Temat: "Dyplom uprawniający do wykonywania zawodu coacha"
Artur Król:
"Dyplom uprawniający do wykonywania zawodu coacha"
Czy nie jest to aby przykład fałszywej reklamy, podlegającej pod paragraf?
Kiedyś rozmawiałem na ten temat z prawnikiem. Sytuacja wygląda tak, że trudno kogokolwiek o cokolwiek oskarżyć, a jeszcze trudniej udowodnić jakiekolwiek naruszenie przepisów, bo przepisów nie ma. Próbować jednak można :)
Tekst "Dyplom uprawniający do wykonywania zawodu coacha" nie jest fałszywą reklamą i nie oszukuje, ponieważ uczelnia da uczestnikowi dyplom uprawniający do wykonywania zawodu coacha. A z racji tego, że zawód ów nie jest prawnie uregulowany to nawet pełnoletni licealista może każdego mianować coachem i wydać dyplom coacha sygnowany imieniem i nazwiskiem owego licealisty.

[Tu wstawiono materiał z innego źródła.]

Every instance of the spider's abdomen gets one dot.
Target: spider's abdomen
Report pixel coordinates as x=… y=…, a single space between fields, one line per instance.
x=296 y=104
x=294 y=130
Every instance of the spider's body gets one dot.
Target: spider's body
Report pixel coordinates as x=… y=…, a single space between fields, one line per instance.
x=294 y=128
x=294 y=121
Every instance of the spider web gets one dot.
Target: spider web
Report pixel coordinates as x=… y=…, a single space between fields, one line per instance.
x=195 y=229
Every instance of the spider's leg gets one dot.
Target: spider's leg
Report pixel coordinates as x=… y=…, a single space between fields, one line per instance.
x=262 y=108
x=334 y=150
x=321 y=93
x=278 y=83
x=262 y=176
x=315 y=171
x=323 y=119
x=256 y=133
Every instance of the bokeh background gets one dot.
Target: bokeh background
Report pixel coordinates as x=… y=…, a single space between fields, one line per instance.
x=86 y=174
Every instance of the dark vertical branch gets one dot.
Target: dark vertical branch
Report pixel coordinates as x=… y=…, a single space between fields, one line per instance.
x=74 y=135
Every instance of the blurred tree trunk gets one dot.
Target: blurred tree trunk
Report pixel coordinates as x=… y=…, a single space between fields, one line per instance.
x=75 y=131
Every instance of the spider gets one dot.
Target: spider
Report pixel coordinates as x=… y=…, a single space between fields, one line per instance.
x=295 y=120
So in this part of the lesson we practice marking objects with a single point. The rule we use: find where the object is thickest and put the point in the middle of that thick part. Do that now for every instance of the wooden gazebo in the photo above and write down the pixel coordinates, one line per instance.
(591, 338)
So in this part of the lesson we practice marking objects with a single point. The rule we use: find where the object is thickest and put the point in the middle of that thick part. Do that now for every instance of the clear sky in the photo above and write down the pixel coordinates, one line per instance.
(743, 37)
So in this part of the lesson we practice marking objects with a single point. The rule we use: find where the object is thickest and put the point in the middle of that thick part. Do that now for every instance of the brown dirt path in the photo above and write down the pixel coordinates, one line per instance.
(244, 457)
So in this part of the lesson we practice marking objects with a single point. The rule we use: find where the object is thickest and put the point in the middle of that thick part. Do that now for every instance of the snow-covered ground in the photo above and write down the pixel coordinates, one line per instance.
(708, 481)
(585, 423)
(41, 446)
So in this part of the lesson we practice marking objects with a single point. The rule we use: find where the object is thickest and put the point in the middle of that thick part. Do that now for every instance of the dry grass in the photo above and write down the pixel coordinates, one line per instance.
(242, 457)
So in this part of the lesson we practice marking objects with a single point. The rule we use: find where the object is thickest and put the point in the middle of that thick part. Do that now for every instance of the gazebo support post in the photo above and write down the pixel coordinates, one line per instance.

Pytanie kto będzie uznawał ów dyplom? Odpowiedź: Kto będzie chciał uznać.
Tak naprawdę w obecnej sytuacji każdy może każdego mianować coachem, a z prawnego punktu widzenia (który nie reguluje zawodu coacha) każdy dyplom ma taką samą wagę, czyli żadną. Może trochę przesadzam, jednak wobec prawa każdy dyplom jest równy i tak naprawdę nie czyni coachem. Dyplom coacha jest dyplomem uznaniowym – jeden uzna go, a inny nie i nic z tym nie zrobimy.
Po przez promocję dyplomów i certyfikatów powstają dziwne sytuacje – np. zdążyło mi się otrzymać kilka razy pytanie w stylu:
Czy po pańskim 2-dniowym szkoleniu z coachingu otrzymam dyplom uprawniający do wykonywania zawodu coacha? :)
Zwykle odpowiadam na takie pytanie opisując sytuację z dyplomami i certyfikatami coacha. Zdarzyło mi się kilka razy, że mój rozmówca mi nie uwierzył jak powiedziałem, że dyplom coacha wyższej uczelni tak naprawdę do niczego go nie uprawnia, a jedynie potwierdza uczestnictwo w kursie i ewentualnie sposób pracy zgodny ze standardami etycznymi i merytorycznymi danej uczelni/szkoły coachów.
Używanie stwierdzenia: "Dyplom uprawniający do wykonywania zawodu coacha", jest zgodne z prawem. Pytanie czy zgodne jest z etyką? Na to jednak każdy powinien sam sobie odpowiedzieć.